Here’s where we got into trouble. I was at the helm. Jim was at the ready on the dock, ready with the lines
. I fired the trusty 2gm Yanmar diesel and warmed it up. I checked my position. I was nervous. I had an instinctive feeling this departure was not right. He untied the bow first, at my command and shoved it out a few feet, then the stern and jumped on board. I yelled wait Jim!!! Were not right I yelled! Jim, get the boat hook, I screamed! I had no steerage at all. We began to pick up speed with the incoming tide. I had a huge sinking feeling in my stomach. We have 4 boats down the dock and we are now cross ways of the dock moving sideways to the dock with our bow toward the dock. We were now headed straight, well “sideways” for the other docked boats.
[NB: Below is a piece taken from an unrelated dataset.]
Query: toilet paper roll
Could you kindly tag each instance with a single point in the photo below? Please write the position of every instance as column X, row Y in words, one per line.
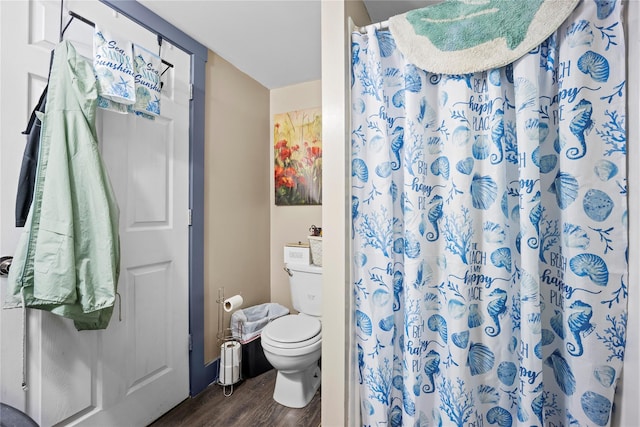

I have a folding prop on the boat and this prop gives almost no reverse propulsion. In desperation, I threw in into reverse and gave it my best shot. Jim could not find the boat hook so he sat down on the bow with his feet hanging over in the hopes to push off the oncoming boats with his feet and we all know this is against the rules. His instinct kicked in to at least try and stop a collision. With what seemed a lifetime and after pushing off 2 moored boats, we were able to finally get the bow into the current and find some steerage. It was so dangerous... We had no less than 5 possible insurance claims that day. Not to mention the near heart attack I had. I learned. Oh yes. I learned the hard way just how volatile a situation can become when you have no experience in close quarter maneuvering in a swift current with a large vessel. I know a lot more today about Close quarter maneuvering; in fact I have been practicing on the face dock over, and over again. I spend a considerable amount of time studying the tides and wind next to the marinas dock. For now on, before I unhitch the boat, I know just what the boat is going to do. Just thought I would share my near miss in the hopes that someone might read and get inspired to practice in close quarters with your boat before something bad happens. I read and read and practice. I’m doing the best I can, not to get hurt or hurt anybody. I take full responsibility for this near miss. I was at the helm. I knew better. I knew it was wrong when the stern line
was taken off. Won’t happen again under my watch.
Happy Sailing, be safe. Capt. Curt 07/07/2012
Drhoward is correct. you needed to use what is called a "watermans" spring line
. I do a lot of docking in river currrents. I am an instructor and also teach people to dock in river currents. Here are some tips you should always think about. Remember the five forces:
The idea is always get at least 3 of the 5 forces working in your favor. Remember current is always stronger than wind. So you want to try and get your bow into the current at all times. Once you do that, you can use a spring or bow line
if the wind is not where you need it to be. Now if there is minimal or no current, then wind becomes the controlling factor--usually. If the wind and/or current make it difficult for you to use prop wash/walk, then a spring or pivot line is essential (unless you have bow thrusters). Of course always talk with your crew about docking and undocking before you actually do it so everyone knows how to handle the prevailing circumstances.
Thank you for sharing your story! It is a good learning tool and don't worry--we have all been there. Anybody who says otherwise is either inexperienced or a liar.